The package, backed by the White House, Democrats and Republicans, would create a control board and restructure some of the debt. A vote is scheduled on Wednesday.
Lew met with reluctant Democrats and urged them to vote for it, even though he said it isn’t perfect.
“The fact that this works and it gives Puerto Rico the ability to move forward is just an overwhelming reason to pass this in a timeframe that prevents the descent into chaos,” Lew said.
Senate Minority Leader Harry Reid, D-Nev., backs the legislation. At least one reluctant Democrat signed on.
“I’m not going to let the adequate be the enemy of the barely sufficient,” said Oregon Sen. Ron Wyden, the top Democrat on the Senate Finance Committee.
But at least one Democrat remained staunchly opposed. Sen. Bob Menendez of New Jersey monopolized the Senate floor for several hours to protest the legislation that he warned adopts a colonial approach to the territory.
Menendez said ordinary Puerto Ricans get little say and the package favors hedge-fund creditors over island pensioners. Menendez vowed to speak for several hours though his effort wasn’t a true filibuster since a vote had been scheduled.

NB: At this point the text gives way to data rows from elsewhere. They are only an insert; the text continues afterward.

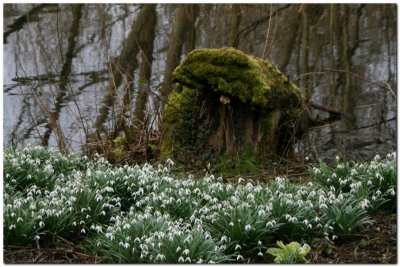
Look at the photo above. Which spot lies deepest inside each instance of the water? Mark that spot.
(58, 61)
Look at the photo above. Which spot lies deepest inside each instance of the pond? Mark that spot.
(71, 70)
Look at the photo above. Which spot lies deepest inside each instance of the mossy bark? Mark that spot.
(229, 103)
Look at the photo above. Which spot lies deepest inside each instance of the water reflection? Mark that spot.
(58, 58)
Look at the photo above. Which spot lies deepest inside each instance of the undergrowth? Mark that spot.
(144, 214)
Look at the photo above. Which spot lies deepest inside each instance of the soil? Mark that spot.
(374, 244)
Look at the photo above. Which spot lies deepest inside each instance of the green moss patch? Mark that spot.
(253, 80)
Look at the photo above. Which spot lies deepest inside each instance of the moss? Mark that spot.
(263, 105)
(176, 113)
(253, 80)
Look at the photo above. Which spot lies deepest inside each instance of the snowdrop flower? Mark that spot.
(185, 252)
(364, 203)
(160, 257)
(392, 192)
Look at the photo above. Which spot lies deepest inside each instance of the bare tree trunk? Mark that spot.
(236, 21)
(183, 24)
(146, 39)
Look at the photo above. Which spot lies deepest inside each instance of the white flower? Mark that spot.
(269, 224)
(224, 238)
(364, 203)
(160, 257)
(185, 252)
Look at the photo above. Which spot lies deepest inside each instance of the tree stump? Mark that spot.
(229, 103)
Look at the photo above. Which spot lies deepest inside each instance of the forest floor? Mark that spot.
(375, 244)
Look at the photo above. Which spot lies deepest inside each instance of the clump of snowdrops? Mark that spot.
(145, 214)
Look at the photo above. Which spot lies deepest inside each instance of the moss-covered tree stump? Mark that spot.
(229, 103)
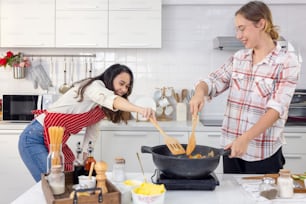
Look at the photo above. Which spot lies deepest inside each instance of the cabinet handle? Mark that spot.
(131, 9)
(293, 137)
(134, 45)
(132, 134)
(216, 135)
(290, 156)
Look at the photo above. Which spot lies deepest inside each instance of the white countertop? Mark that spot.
(230, 191)
(133, 125)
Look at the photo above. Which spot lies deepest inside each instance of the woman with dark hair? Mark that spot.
(84, 105)
(260, 80)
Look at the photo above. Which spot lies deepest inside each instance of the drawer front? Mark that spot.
(295, 162)
(295, 143)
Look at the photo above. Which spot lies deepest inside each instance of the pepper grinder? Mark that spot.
(100, 168)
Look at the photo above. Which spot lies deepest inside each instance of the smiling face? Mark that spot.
(248, 32)
(121, 83)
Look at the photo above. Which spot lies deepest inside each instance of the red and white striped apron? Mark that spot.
(73, 123)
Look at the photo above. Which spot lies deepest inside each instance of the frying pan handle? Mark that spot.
(225, 152)
(146, 149)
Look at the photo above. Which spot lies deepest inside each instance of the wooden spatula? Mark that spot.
(173, 144)
(192, 140)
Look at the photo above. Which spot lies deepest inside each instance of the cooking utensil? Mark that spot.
(91, 170)
(65, 87)
(173, 144)
(192, 140)
(181, 166)
(141, 167)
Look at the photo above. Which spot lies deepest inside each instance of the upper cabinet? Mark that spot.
(134, 24)
(25, 24)
(82, 23)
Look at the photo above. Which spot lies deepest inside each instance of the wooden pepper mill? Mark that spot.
(100, 168)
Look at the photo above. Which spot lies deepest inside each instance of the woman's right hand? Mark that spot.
(197, 101)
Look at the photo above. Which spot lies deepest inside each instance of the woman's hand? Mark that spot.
(238, 147)
(197, 101)
(148, 113)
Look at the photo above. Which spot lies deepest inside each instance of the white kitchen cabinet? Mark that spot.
(126, 144)
(25, 24)
(134, 24)
(82, 23)
(15, 177)
(82, 28)
(295, 151)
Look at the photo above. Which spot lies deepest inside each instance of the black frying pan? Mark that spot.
(180, 166)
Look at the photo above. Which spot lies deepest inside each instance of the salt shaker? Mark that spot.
(118, 174)
(268, 188)
(285, 184)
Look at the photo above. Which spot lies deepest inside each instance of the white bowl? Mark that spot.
(148, 199)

“I think the 3.5 million United States citizens who call Puerto Rico home deserve more than being jammed in a legislative process where their lives and their futures are going to be dictated by some time by a control board,” Menendez said.
The House is out of session until July 5, so the Senate will have to pass the House bill unchanged for it to head to the president’s desk for his signature before the Friday deadline.
Lew and Puerto Rican Gov. Alejandro Garcia Padilla made last-minute visits to Capitol Hill to lobby for votes. While the legislation has support from the Obama administration and Senate Republican and Democratic leaders, some senators in both parties said they would oppose it.
Some were Democrats like Menendez who said the legislation had colonial overtones. Some Republicans echoed the concerns of bondholders who have argued that the bill is unfair to banks and tantamount to a bailout for the territory.
And a bipartisan group of lawmakers from Ohio and West Virginia threatened to vote against proceeding to the bill in an effort to force action on unrelated legislation that would help coal miners’ pensions.
“If we’re going to help Puerto Rico escape bankruptcy, we should also be helping the 90,000 coal miners in Ohio, West Virginia and elsewhere who are also suffering the effects of the coal bankruptcies,” Sen. Rob Portman, R-Ohio, said.